There are several reasons. First, semi-gloss costs more per gallon, and on a whole house it adds up. Second, flat paint is used on new construction because there are a lot of touch-ups that need to be done. There are many flat paints specifically for new construction that can be touched up. Semi-gloss cannot be touched up without it showing. To touch up Semi, you'd have to repaint the whole wall.

Another consideration is that flat evens out imperfections that may show with semi gloss, particularly on the drywall joints. yet another is that his painter has already bid and prepared to use flat paint. He may have to upgrade his primer and do other preparations to accept semi-gloss. Another is that it does take a bit more expertise to work with semi on a new home. Even before you consider touching up, there are going to be some small details, like patching with joint compound to smooth out details. Flat will cover small patches in one coat where as semi won't and...see below.

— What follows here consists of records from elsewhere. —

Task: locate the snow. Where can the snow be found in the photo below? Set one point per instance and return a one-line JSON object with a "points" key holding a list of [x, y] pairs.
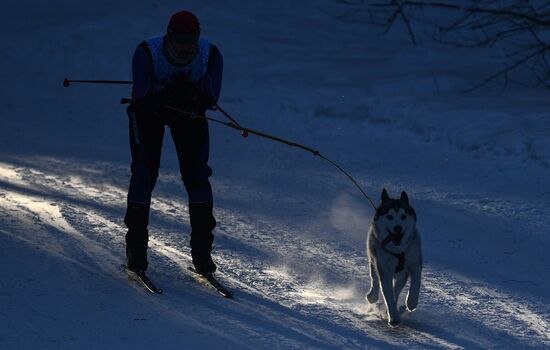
{"points": [[291, 228]]}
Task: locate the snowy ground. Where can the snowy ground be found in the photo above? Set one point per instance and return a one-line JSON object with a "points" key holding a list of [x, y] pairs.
{"points": [[290, 239]]}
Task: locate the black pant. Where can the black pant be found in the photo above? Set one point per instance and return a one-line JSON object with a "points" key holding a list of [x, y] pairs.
{"points": [[191, 139]]}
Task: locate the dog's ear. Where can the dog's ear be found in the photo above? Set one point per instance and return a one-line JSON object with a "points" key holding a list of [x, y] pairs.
{"points": [[404, 198], [385, 196]]}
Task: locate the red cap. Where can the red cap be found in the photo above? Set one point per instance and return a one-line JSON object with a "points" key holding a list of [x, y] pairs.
{"points": [[183, 22]]}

When you have carpet layers, electricians, plumbers, tile setters, AV installers, alarm installers, cabinet installers, you can count on touching up a lot. Right down to the final walk through there are people coming and going and IMO the painter should be the very last person in the house to touch up.

Hope this helps.


----------



## slickshift (Aug 25, 2005)

Technically, yes, the builder is correct...in a fashion

1) Any drywall imperfections show up more under glossy paint
2) When rolling eggshells and semis, you should always end with the same directions pass (usually up and down)
3) It's nearly impossible to get one coat of eggshell/semi with no flashing (sheen changes)
4) Some sheens cost more

But no, I don't charge more for sheens because
1) My prep is the same high quality, whether for flat or shiny paint
2) My application technique is the same high quality, whether it's for flat or shiny paint
3) My application of two coats will always insure proper coverage with no flashing, and I do two coats whether it's flat or shiny
4) The actual percentage increase of the product price, if any, is very small

So, technically he is correct
It's "harder" to get shiny paint up there because you can't "get away with" (shortcut) as much as you can with flats

It shouldn't matter-a smooth surface, a coat primer, and two coats quality paint and it wouldn't
But if the builder was planning on cutting corners it would cut into his plan

Not seeing your contract, I can't tell if you are paying for a level 4 drywall finish and a coat primer and two coats quality paint
You might want to go over that section
A sheen could be considered a "change order" if the contract calls for flat
If it says one coat paint then yeah, you'll have to pay more (another coat) for a sheen
He would be correct that it would flash


----------



## Dragon (Aug 1, 2006)

*Thanks for the feedback*

Thanks, your explanation makes sense to me.

The builder didn't seem to be giving me a song and dance but it is always good to get a second opinion.

It it truly takes more effort to do the job I do not have a problem paying the extra $$$. I just didn't want to be taken for a chump. :huh: 

Thanks again for the feedback!


----------